Two years into the Revolutionary War, a surgeon general in the Continental Army issued a pamphlet on nutrition. “The diet of soldiers should consist chiefly of vegetables,” Dr. Benjamin Rush wrote in Directions for Preserving the Health of Soldiers. “The nature of their duty, as well as their former habits of life, require it.”Directions’counsel sounds thoroughly modern, like advice from good-food crusaders Michael Pollan and Mark Bittman—and it probably fell on deaf ears. It was routine, in Rush’s time, for soldiers to consume a “pound or two of flesh in a day.”
More than 200 years later, the U.S. Army is still struggling to provide a more wholesome diet to its meat-loving soldiers, if not pile their plates chiefly with vegetables. It rolled out a new food program last fall in cafeterias at Fort Jackson in South Carolina; Fort Sill in Oklahoma; Fort Knox in Kentucky; Fort Benning in Georgia, and Fort Leonard Wood, in Missouri—the five bases where the Army’s 10-week basic training sessions take place.The initiative, dubbed “Soldier Athlete,” bans soda, refined grains, and fried foods in favor of healthier options such as low-fat milk, whole grains, and veggie wraps. The policy also phases out the short-order grill, adds more items to the salad bar, and prohibits dessert cookies and cakes.

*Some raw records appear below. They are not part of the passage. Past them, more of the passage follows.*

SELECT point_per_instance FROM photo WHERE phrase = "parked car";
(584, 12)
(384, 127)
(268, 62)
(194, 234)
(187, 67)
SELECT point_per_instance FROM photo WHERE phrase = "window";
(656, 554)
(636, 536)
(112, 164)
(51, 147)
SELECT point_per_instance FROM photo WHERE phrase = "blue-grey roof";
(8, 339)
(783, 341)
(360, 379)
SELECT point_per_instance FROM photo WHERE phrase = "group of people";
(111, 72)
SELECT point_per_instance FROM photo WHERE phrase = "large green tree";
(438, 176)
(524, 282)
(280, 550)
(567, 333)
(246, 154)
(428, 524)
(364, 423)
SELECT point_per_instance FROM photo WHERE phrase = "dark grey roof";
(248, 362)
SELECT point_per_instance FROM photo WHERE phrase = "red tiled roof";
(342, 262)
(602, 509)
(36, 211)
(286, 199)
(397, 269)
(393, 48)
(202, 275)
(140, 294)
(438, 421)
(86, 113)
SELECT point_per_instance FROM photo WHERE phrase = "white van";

Since some high-in-fat items are still on offer, the better-for-you fare is supposed to be reinforced through a new “Go for Green” labeling system wherein the foods that should be consumed sparingly, moderately, and daily are indicated by red, yellow, and green placards, respectively.
The program is unobjectionable—it makes sense to approach warrior nutrition the way you might tackle dietary plans for athletes. Yet the very need for such an initiative underscores that, generally speaking, the modern military puts little effort into preserving its members’ dietary health.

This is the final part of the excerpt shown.